The first question the researchers asked themselves, of course, is whether the immunosuppressive drugs themselves were causing these differences in people’s immune systems. But that doesn’t appear to be the case: the biomarkers also appeared in a small percentage of transplant patients who were still on immunosuppressive drugs. What’s more, the fact that these biomarkers showed up in medicated patients suggests that the number of people with natural tolerance -- or at least the ability to tolerate their transplants with a lower level of immunosuppression -- might be higher than previously estimated.
But how high? In order to find out, ITN is developing a new trial that will evaluate these biomarkers in a group of 250 stable kidney transplant patients who are still on full regimens of immunosuppression. The patients will be evaluated three times over two years , first, to determine what fraction of kidney transplant patients may be capable of some level of natural tolerance and second, to see if the biomarkers’ presence remains steady over time. The study also could help pave the way for future studies that see if these biomarkers can be used to identify which kidney transplant recipients may be safely weaned from their immunosuppressive drugs.
Before that can happen, researchers want to find out what this signature of tolerance tells them about the biology of tolerance. According to Laurence Turka, co-senior author of the paper, the biggest unanswered question is whether these biomarkers are the cause of tolerance or merely an indicator of it.

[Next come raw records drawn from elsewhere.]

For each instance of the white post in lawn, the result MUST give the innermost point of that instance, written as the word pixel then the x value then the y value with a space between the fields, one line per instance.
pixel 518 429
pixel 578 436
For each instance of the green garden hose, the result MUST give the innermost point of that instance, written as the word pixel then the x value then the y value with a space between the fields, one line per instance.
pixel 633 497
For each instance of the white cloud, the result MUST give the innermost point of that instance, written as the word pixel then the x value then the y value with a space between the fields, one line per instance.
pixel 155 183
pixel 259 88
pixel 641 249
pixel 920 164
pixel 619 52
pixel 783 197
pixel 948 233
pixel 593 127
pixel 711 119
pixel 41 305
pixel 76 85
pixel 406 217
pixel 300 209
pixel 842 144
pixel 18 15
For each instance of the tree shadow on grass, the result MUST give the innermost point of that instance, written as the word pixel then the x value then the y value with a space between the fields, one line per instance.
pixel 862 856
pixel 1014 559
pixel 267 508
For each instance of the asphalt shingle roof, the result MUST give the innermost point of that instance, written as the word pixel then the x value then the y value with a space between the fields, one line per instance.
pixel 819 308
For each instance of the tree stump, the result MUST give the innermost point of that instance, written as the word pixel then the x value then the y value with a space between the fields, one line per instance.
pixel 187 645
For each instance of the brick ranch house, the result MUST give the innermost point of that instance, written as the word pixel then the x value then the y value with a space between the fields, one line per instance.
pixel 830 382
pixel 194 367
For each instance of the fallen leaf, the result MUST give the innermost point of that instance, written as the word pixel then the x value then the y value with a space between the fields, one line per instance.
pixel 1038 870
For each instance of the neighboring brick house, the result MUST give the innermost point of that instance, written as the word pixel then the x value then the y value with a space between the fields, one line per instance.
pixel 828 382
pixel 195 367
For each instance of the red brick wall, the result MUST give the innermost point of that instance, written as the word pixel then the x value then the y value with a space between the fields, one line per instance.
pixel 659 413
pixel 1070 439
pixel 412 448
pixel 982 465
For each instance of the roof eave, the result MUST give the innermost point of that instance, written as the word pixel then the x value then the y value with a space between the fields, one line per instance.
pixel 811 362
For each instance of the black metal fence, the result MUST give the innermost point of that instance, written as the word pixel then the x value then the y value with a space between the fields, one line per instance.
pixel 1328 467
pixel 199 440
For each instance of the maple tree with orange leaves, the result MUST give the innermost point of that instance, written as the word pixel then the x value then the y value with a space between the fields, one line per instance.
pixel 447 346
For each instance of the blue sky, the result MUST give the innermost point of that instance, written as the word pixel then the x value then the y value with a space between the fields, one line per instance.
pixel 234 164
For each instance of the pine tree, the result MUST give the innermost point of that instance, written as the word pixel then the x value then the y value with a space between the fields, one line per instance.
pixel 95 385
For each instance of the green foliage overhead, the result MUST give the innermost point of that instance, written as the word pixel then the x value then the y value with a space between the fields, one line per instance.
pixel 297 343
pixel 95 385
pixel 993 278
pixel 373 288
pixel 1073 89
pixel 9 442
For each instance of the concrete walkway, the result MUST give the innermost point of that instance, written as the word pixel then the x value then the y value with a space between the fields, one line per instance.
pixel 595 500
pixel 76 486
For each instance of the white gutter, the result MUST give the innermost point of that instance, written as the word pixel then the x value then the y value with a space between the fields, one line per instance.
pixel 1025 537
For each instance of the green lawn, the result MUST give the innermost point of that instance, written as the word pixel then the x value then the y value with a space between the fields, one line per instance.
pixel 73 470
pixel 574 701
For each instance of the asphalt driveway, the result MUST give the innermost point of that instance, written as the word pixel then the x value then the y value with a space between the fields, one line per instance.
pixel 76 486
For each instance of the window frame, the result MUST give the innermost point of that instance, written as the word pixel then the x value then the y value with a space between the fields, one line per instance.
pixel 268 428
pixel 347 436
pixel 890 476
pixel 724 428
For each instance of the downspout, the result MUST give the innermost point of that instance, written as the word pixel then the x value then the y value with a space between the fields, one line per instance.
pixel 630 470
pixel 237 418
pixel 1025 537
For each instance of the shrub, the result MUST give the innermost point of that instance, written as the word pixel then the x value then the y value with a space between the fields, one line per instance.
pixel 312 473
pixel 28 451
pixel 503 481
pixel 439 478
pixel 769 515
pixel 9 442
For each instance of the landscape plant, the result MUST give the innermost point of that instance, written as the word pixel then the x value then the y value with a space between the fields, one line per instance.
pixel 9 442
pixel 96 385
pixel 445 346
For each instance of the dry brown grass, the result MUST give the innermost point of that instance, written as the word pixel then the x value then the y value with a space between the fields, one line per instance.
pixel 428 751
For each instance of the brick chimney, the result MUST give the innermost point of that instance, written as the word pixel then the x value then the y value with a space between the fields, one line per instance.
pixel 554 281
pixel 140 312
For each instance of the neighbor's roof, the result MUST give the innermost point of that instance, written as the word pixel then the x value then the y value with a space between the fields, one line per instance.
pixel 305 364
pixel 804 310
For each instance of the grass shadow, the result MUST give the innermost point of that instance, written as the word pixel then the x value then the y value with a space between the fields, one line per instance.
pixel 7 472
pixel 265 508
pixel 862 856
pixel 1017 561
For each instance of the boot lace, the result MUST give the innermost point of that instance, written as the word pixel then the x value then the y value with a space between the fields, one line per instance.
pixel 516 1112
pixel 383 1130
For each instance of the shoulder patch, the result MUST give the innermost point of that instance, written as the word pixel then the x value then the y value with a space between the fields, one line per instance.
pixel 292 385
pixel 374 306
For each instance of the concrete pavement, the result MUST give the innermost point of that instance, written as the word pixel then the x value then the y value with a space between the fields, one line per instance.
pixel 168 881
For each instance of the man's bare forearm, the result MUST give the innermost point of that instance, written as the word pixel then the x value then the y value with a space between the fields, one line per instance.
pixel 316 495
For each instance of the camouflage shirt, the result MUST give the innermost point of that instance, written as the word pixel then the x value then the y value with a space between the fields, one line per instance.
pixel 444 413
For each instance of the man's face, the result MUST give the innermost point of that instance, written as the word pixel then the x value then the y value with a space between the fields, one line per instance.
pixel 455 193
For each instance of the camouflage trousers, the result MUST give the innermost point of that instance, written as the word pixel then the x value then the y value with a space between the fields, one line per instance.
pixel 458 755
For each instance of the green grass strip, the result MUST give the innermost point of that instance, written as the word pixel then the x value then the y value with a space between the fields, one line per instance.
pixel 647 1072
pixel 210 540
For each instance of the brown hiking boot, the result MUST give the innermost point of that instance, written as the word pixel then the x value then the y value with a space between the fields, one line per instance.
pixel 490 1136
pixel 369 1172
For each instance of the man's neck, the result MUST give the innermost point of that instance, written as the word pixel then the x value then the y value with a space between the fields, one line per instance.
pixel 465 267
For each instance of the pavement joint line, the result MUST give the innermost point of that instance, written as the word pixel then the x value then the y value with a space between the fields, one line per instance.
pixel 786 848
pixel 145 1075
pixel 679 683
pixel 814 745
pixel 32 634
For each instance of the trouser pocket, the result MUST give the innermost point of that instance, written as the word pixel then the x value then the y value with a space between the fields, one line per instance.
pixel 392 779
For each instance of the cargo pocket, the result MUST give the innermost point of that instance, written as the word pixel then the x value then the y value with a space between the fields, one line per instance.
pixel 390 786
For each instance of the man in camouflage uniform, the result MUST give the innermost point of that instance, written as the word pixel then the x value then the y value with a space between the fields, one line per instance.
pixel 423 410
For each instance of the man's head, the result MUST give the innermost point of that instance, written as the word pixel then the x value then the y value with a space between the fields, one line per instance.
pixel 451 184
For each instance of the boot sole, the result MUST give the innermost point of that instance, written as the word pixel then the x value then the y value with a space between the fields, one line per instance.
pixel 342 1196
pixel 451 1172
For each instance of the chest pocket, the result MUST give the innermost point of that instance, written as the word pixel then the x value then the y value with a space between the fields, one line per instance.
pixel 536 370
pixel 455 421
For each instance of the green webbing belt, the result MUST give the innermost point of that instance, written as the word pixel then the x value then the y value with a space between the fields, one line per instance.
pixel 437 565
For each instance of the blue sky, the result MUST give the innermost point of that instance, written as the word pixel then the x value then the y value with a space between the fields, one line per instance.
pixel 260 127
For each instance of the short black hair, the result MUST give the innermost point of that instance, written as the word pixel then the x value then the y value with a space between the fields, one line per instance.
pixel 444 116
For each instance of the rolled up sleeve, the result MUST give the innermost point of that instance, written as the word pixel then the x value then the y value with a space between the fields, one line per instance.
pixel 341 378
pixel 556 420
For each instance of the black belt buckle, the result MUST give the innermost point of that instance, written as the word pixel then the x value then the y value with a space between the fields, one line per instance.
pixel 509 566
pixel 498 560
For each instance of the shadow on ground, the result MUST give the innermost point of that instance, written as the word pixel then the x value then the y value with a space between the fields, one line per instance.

The ITN hopes that future research will lead to the achievement of several ambitious goals: a better understanding of tolerance, the development of new, less toxic therapies to induce tolerance in people who can’t achieve it naturally, and the possibility of designing custom-tailored treatment regimens for each patient. “I’m very hopeful that in the end we’ll be able to use these markers to develop individualized medicine,” says Newell. “You may require more immunosuppression than me or less – the real goal is to get each person to the precise amount they need.”